Senate Appropriations Restores CPB Funds


The Senate Appropriations Committee Thursday voted to restore more than $100 million the House wants to strip from 2006 funding for public television.

The measure proposes restoring $400 million in fiscal 2008 advance funding for the Corporation for Public Broadcasting as well as providing $35 million in 2006 for CPB to pass on to rural TV stations needing help constructing digital television facilities and a $40 million installment for the replacement of Public Television’s aging satellite interconnection system.

In addition, $25 million was approved for Ready To Learn, the PBS program for funding educational shows. The measure also would earmark $11 million for Ready To Teach.

“Without this victory, our stations would have been in a severe financial bind. Some smaller stations would have gone off of the air, with the entire industry being placed at risk from a very negative ripple effect,” said John Lawson, president and CEO of the Association of Public Television Stations (APTS). APTS applauds the leadership of Subcommittee Chairman Senator Arlen Specter (R-PA), and the tireless efforts of APTS members stations to mobilize their supporters and achieve this victory. “We’ve really had a public referendum on the question of federal funding for public broadcasting, and Congress has responded.”
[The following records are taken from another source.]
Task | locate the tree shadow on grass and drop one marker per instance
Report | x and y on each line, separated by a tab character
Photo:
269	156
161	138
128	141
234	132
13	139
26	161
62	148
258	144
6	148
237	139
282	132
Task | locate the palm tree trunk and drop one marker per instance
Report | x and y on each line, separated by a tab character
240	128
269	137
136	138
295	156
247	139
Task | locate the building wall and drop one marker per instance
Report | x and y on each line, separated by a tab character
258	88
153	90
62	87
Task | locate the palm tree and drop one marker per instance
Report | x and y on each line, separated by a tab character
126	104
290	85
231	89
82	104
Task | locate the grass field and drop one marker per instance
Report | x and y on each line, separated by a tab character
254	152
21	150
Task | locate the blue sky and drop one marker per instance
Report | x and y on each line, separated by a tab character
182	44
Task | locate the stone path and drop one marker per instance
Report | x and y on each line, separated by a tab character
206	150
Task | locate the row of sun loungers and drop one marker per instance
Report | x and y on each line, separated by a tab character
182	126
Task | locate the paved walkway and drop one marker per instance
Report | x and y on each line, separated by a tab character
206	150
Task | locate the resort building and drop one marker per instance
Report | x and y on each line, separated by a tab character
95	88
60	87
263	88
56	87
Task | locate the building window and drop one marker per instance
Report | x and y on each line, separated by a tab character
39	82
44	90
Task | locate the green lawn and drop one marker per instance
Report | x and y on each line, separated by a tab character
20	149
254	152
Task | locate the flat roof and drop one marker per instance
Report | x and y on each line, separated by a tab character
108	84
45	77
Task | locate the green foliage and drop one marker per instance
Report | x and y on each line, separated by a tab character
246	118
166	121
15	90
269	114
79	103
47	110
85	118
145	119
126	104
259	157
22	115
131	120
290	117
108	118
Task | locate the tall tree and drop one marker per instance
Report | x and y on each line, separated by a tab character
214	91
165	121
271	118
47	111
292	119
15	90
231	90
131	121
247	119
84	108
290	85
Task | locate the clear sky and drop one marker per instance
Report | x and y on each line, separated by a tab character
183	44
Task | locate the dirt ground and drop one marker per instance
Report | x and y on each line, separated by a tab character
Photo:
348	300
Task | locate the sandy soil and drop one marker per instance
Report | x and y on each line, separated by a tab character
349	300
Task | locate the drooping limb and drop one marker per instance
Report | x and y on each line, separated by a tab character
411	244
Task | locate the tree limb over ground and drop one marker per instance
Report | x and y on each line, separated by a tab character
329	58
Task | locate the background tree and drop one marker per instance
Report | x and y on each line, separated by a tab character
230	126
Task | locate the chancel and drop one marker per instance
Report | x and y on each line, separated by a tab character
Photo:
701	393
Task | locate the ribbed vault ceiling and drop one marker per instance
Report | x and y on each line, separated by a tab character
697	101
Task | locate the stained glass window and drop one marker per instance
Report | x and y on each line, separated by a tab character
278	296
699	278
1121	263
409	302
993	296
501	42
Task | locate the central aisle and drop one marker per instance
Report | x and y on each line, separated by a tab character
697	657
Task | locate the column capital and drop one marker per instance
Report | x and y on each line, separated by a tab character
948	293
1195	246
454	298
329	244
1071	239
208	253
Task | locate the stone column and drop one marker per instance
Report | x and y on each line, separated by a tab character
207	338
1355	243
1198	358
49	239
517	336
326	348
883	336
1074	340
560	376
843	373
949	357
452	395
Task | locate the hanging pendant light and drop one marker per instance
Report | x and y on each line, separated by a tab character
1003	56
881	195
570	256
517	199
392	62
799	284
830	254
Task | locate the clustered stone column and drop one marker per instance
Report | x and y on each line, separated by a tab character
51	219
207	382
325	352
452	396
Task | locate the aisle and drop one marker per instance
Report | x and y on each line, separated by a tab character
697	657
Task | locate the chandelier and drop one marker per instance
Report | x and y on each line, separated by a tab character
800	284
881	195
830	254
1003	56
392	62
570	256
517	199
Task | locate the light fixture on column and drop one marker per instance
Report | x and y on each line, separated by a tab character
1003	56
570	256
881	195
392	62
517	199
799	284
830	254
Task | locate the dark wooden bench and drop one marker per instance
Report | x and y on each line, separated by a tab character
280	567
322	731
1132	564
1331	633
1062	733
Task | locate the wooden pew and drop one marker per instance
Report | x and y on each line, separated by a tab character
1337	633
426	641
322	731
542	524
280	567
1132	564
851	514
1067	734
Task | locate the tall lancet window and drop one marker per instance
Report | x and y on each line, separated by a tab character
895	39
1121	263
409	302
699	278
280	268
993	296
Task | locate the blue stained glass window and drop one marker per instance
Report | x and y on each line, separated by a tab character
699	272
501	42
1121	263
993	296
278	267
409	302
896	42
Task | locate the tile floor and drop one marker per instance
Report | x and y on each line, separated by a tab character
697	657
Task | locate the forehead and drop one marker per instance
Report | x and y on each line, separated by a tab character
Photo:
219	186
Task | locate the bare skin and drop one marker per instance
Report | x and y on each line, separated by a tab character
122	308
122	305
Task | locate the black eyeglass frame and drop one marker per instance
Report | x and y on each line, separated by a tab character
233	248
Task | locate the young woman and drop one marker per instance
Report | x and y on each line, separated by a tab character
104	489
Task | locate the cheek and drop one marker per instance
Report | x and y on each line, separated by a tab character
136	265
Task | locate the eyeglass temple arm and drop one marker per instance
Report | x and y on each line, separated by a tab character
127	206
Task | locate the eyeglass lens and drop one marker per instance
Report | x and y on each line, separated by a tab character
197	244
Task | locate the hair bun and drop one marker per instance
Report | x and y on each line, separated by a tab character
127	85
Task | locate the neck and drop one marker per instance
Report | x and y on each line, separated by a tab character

If approved by the Senate and agreed to by the House, the restored money would bring the total of PBS funds restored from a House Appropriations Committee bill that would have slashed public broadcasting funds to $211 million.

The House Appropriations Committee measure would have cut 45%  from 2005 funding levels.

A June 23 vote by the full House previously restored $100 million for CPB by a two-to-one margin. Funding Ready To Learn and Ready To Teach, the digital television transition, and the satellite interconnection system remained unfunded in the House version.

PBS spokeswoman Ronnie Gunnerson said the Senate Committee vote indicates broad bipartisan support for maintaining the quality of public broadcasting constraints on government spending. "Even in this austere budget climate, public broadcasting's collective efforts are recognized and appreciated by the public and the Congress," she said.